Could Brussels really crumble the humble UK oatcake?

Rough oatcakes on slate
Two pieces of rough oatcakes on slate top with oatmeal and flake. (Getty Images)

As the UK-EU reset deal inches forward, new mycotoxin limits threaten to turn the much-loved British oatcake into unexpected Brexit collateral.

Key takeaways:

  • Tougher EU mycotoxin limits mean UK-grown oats could soon fall foul of Brussels’ rulebook, putting oat-based staples like oatcakes at risk.
  • While current UK retail products remain safe, raw oat contamination spikes during wet seasons leave growers exposed if the UK aligns with EU standards.
  • Bakery and snack makers may face tighter testing, pricier sourcing and greater supply volatility unless clear UK-EU carve-outs or transition measures are secured.

Crumbly, quaint, steeped in nostalgia and now caught in a political storm. The oatcake has become a surprisingly apt metaphor for modern Britain: proudly traditional, quietly under siege and somehow always stuck in the crossfire of the UK’s long, bitter break-up with Europe.

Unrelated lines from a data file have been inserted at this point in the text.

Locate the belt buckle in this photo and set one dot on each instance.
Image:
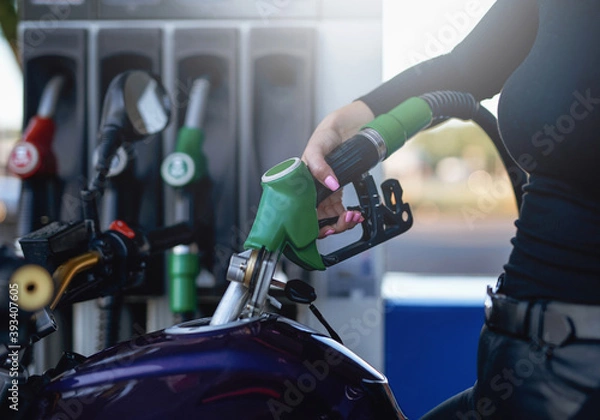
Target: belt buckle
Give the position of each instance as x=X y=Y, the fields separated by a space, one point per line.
x=487 y=304
x=555 y=328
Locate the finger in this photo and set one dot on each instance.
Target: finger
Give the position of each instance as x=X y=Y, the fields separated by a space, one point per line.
x=320 y=144
x=348 y=220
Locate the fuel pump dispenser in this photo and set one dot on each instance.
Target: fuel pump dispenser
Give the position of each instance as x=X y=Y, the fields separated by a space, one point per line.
x=33 y=160
x=186 y=170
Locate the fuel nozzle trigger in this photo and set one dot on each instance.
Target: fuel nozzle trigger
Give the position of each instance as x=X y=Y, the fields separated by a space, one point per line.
x=383 y=220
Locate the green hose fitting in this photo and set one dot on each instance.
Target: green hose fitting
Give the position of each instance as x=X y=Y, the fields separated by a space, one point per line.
x=286 y=219
x=188 y=164
x=183 y=269
x=401 y=123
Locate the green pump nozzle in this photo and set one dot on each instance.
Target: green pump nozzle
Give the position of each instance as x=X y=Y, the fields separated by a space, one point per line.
x=286 y=220
x=184 y=168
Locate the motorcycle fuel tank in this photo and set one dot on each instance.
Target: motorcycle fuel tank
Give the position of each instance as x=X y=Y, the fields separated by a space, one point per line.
x=268 y=367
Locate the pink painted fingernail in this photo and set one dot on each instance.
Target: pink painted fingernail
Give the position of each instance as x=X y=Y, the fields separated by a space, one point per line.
x=331 y=183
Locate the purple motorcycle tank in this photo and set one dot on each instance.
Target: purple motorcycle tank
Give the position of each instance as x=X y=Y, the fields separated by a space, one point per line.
x=267 y=367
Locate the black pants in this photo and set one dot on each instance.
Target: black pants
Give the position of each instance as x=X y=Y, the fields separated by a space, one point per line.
x=519 y=379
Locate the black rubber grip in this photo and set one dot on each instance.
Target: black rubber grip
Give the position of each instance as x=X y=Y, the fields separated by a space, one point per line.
x=166 y=238
x=349 y=161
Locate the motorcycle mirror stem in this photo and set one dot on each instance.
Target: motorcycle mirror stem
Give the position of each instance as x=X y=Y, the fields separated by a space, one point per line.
x=135 y=106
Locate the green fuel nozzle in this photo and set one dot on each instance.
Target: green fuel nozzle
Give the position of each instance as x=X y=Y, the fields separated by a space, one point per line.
x=183 y=169
x=286 y=220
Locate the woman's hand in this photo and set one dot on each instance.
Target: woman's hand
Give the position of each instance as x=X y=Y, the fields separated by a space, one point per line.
x=330 y=133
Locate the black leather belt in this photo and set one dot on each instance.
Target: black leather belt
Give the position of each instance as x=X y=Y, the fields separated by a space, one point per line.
x=546 y=322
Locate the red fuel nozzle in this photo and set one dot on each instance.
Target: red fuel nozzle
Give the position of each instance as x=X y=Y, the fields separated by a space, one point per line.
x=33 y=155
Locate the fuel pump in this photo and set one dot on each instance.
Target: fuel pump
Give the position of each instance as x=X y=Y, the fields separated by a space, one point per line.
x=33 y=160
x=186 y=170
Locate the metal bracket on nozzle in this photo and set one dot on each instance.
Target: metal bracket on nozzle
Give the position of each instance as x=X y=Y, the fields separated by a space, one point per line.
x=383 y=221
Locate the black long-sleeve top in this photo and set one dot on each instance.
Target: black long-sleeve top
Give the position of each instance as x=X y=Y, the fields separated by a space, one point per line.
x=544 y=58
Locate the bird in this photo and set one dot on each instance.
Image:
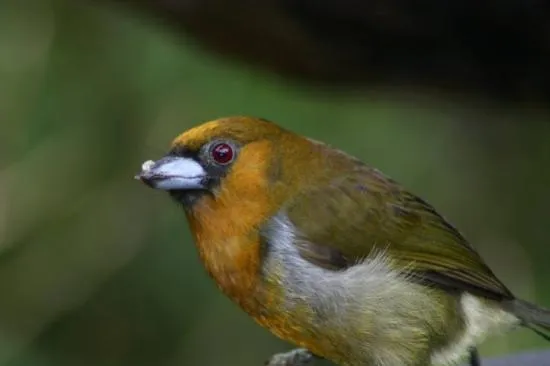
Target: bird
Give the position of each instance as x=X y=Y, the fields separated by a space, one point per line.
x=329 y=253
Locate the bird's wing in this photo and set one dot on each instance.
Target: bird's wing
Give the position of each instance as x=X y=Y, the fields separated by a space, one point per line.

Almost 10 years after the Brexit vote, the fallout is still rumbling on and the latest friction point sits squarely between soggy British fields and the rulebooks of Brussels.

Under tougher European limits on naturally occurring mycotoxins, British oats may soon be deemed too ‘moldy’ for human consumption – a prospect that has turned oat farmers and biscuit makers into unlikely political actors. The root of the issue isn’t visible to the naked eye. Oats grown in damp, coastal climates are prone to fungal infection, most commonly from Fusarium langsethiae, which produces the toxins T-2 and HT-2. There are rarely visible symptoms. A field can look immaculate yet still harbor elevated levels.

And while all cereals carry some level of mycotoxin risk, oats sit at the uncomfortable intersection of structure, timing and climate. As the Starmer government edges toward regulatory realignment with the EU, growers fear the UK could mirror Europe’s stricter thresholds – a change with real teeth. The UK hasn’t yet confirmed if or when it will adopt the EU’s new limits, but officials haven’t ruled it out either, which is why growers and processors say the threat feels uncomfortably real.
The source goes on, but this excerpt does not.